Capitol Insiders: Texas Lt. Gov. Dan Patrick Is Letting The State’s Budget Agency Fall Apart

The Texas Legislative Budget Board is hemorrhaging staff and has been without an executive director for a year.

October 29, 2019 10:00 am, ,

From The Texas Tribune:

Tucked away in a quiet corner of Texas state government, an arcane team of 100 or so budget nerds has led a private, if stressful, life — running financial models, ensuring state government and its private contractors aren’t spending beyond their means, and keeping lawmakers informed about each line item in the state’s 1,000-page, $250 billion two-year budget.

But these days, interviews with current and former budget agency staff indicate the emptying halls of their downtown Austin office feel more like the setting of an Agatha Christie novel.

The Texas Legislative Budget Board, created in 1949 to support full-time experts who track fiscal issues for the state’s part-time Legislature, provides the analysis on which the state bases its budget calculations — for example, how much money it costs to pay public school teachers or to fund hospital beds for people in mental health crisis.

It’s up to state lawmakers to set spending priorities, but legislators say their ability to make funding decisions is only as good as the information they receive from the experts.

“The LBB provided invaluable, unbiased information, which is critical to the development of the state budget,” outgoing state Rep. John Zerwas, a Richmond Republican who chaired the House Appropriations Committee, said in a statement.

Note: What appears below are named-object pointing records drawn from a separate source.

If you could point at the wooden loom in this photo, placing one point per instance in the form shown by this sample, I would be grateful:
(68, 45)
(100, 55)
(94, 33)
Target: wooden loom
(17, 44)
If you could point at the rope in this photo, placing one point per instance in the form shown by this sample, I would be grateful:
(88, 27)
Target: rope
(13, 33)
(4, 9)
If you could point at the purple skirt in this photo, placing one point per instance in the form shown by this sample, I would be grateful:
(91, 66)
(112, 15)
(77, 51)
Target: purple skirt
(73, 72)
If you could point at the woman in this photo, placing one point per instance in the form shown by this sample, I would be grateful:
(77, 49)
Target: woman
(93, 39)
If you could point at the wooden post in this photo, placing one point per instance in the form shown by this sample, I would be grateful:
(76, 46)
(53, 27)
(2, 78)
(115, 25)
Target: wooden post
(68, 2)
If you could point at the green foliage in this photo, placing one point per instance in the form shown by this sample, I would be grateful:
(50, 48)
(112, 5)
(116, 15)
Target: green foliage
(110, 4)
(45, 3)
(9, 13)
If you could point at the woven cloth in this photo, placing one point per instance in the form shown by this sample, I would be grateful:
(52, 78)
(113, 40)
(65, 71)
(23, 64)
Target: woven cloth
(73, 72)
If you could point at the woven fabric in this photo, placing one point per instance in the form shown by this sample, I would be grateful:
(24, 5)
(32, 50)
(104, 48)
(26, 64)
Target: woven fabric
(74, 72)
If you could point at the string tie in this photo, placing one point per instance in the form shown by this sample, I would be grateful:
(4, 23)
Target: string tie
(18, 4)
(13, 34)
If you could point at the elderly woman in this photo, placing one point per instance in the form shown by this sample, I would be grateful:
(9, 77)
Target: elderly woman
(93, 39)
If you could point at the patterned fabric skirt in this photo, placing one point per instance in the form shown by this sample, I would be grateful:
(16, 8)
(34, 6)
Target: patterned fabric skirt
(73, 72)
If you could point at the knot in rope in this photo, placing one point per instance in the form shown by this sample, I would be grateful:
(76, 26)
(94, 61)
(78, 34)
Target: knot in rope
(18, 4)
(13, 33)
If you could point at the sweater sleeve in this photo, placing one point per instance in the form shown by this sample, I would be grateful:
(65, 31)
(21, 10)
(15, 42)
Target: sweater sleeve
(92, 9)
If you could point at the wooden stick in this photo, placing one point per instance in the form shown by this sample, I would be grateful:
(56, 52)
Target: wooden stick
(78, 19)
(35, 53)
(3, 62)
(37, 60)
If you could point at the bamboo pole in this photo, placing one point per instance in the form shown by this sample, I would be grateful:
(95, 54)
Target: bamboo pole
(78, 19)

The quality of that information may be in jeopardy; the agency is moldering as a quiet war erupts between its two masters.

State law names the lieutenant governor and House speaker as co-chairs of the 10-member board, which is supposed to jointly appoint an executive director to lead the agency. Last year, for the first time in nearly 70 years, that failed to happen; by Halloween, the agency will have been headless for a year.